Dr. Gerasimos Potamianos, National Center for Scientific Research
Sponsored by the Dallas Chapter of the IEEE Signal Processing Society
The presentation will provide an overview of the main research achievements and the state-of-the-art in audiovisual speech processing, mainly focusing on audiovisual automatic speech recognition. The topic has been of interest in the speech research community due to the potential of increased robustness to acoustic noise that the visual modality holds. Nevertheless significant challenges have hindered practical applications of the technology – most notably difficulties with visual speech information extraction and audiovisual fusion algorithms that remain robust to the audiovisual environment variability inherent in practical, unconstrained interaction scenarios and audiovisual data sources, for example multi-party interaction in smart spaces, broadcast news, etc. These challenges are also shared across a number of interesting audiovisual speech technologies beyond the core speech recognition problem, where the visual modality has the potential to resolve ambiguity inherent in the audio signal alone; for example, speech enhancement, speech activity detection, speaker recognition and others.

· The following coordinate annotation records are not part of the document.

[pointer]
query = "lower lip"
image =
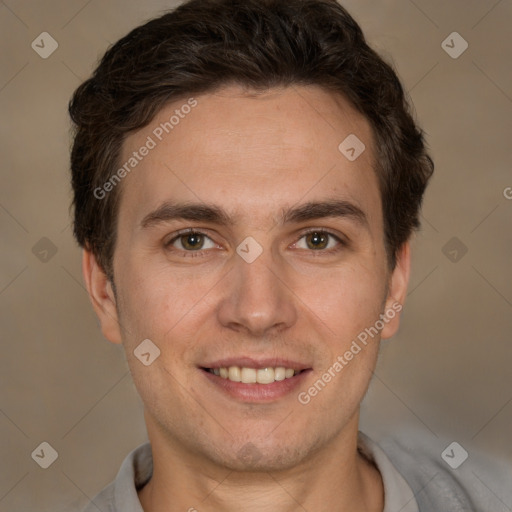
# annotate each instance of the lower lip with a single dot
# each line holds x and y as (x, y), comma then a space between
(257, 392)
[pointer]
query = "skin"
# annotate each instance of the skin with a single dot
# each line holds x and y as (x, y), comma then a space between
(252, 155)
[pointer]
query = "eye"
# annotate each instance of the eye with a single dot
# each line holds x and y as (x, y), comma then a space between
(319, 240)
(191, 241)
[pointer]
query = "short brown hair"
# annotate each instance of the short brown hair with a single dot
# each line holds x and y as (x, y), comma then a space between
(205, 44)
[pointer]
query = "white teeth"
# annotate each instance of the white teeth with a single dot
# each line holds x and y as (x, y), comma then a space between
(234, 374)
(254, 375)
(248, 375)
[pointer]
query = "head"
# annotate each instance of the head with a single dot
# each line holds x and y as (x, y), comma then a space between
(242, 108)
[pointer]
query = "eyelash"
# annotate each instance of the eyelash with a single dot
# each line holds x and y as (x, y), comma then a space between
(200, 252)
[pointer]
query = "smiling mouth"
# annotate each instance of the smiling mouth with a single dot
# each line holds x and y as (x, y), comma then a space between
(247, 375)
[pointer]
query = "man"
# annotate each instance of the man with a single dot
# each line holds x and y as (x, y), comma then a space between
(247, 177)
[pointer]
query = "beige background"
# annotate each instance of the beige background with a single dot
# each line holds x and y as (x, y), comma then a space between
(446, 374)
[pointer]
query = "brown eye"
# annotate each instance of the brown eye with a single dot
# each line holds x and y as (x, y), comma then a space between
(317, 240)
(191, 241)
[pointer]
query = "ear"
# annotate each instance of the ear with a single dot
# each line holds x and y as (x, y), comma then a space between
(102, 297)
(397, 292)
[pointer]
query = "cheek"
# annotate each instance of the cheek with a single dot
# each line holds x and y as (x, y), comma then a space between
(348, 299)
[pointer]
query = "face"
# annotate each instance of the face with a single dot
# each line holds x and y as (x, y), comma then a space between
(247, 239)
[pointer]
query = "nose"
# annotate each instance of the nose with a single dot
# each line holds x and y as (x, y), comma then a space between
(257, 300)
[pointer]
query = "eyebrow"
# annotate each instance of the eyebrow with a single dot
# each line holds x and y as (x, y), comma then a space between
(202, 212)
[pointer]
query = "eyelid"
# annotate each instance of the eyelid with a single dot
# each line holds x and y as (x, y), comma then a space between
(201, 231)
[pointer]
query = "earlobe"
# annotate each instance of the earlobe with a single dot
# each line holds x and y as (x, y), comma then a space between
(397, 293)
(102, 297)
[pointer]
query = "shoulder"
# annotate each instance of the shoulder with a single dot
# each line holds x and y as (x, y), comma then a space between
(121, 494)
(445, 475)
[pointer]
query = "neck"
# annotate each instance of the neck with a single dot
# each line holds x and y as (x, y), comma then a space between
(335, 478)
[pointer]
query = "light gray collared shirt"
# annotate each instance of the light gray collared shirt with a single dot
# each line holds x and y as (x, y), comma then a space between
(416, 481)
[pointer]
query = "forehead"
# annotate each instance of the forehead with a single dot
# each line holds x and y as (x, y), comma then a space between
(253, 153)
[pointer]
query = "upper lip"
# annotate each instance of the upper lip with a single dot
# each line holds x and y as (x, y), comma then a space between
(250, 362)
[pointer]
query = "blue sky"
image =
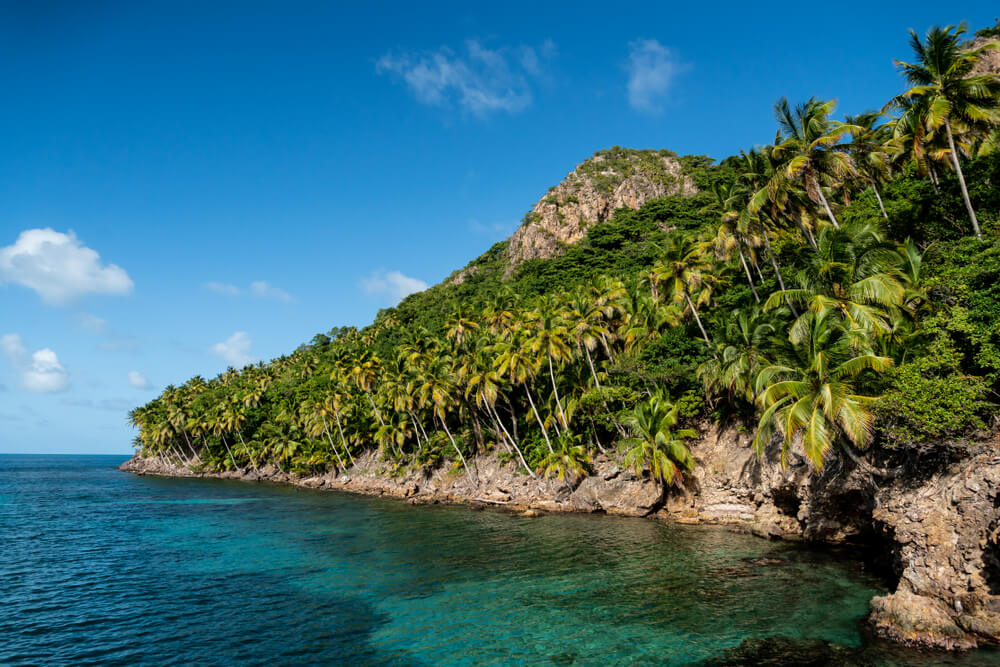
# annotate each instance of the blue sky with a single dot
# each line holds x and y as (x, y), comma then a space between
(183, 187)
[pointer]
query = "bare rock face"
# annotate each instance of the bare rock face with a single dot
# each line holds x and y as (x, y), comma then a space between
(617, 492)
(607, 181)
(947, 533)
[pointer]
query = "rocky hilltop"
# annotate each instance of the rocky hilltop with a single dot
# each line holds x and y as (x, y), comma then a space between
(609, 180)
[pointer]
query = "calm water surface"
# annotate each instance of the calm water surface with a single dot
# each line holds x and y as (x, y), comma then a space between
(99, 566)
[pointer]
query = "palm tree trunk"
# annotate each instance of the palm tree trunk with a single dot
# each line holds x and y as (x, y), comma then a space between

Gerasimos Potamianos received his PhD from Johns Hopkins University in 1994. From 1994 to 1996 he was a postdoctoral fellow with the Center for Language and Speech Processing. From 1996 to 1999 he was a senior member of Technical Staff with the then Speech and Image Processing Services Laboratory at AT&T Labs. In 1999 he joined the Human Language Technologies Department (currently Multilingual Analytics and User Technologies) at the IBM Thomas J. Watson Research Center, where he eventually became manager of the Multimodal Conversational Solutions Department. In 2008 he joined the Telecommunications and Networks Laboratory of the Institute of Computer Science at FORTH as an associate researcher, where, within the institute’s Ambient Intelligence Program, he continued his research activities in multimodal and multisensory processing of speech with an emphasis on ambient intelligence environments. In 2009 he was named a research director at the Software and Knowledge Engineering Laboratory of the Institute of Informatics and Telecommunications at the National Center for Scientific Research.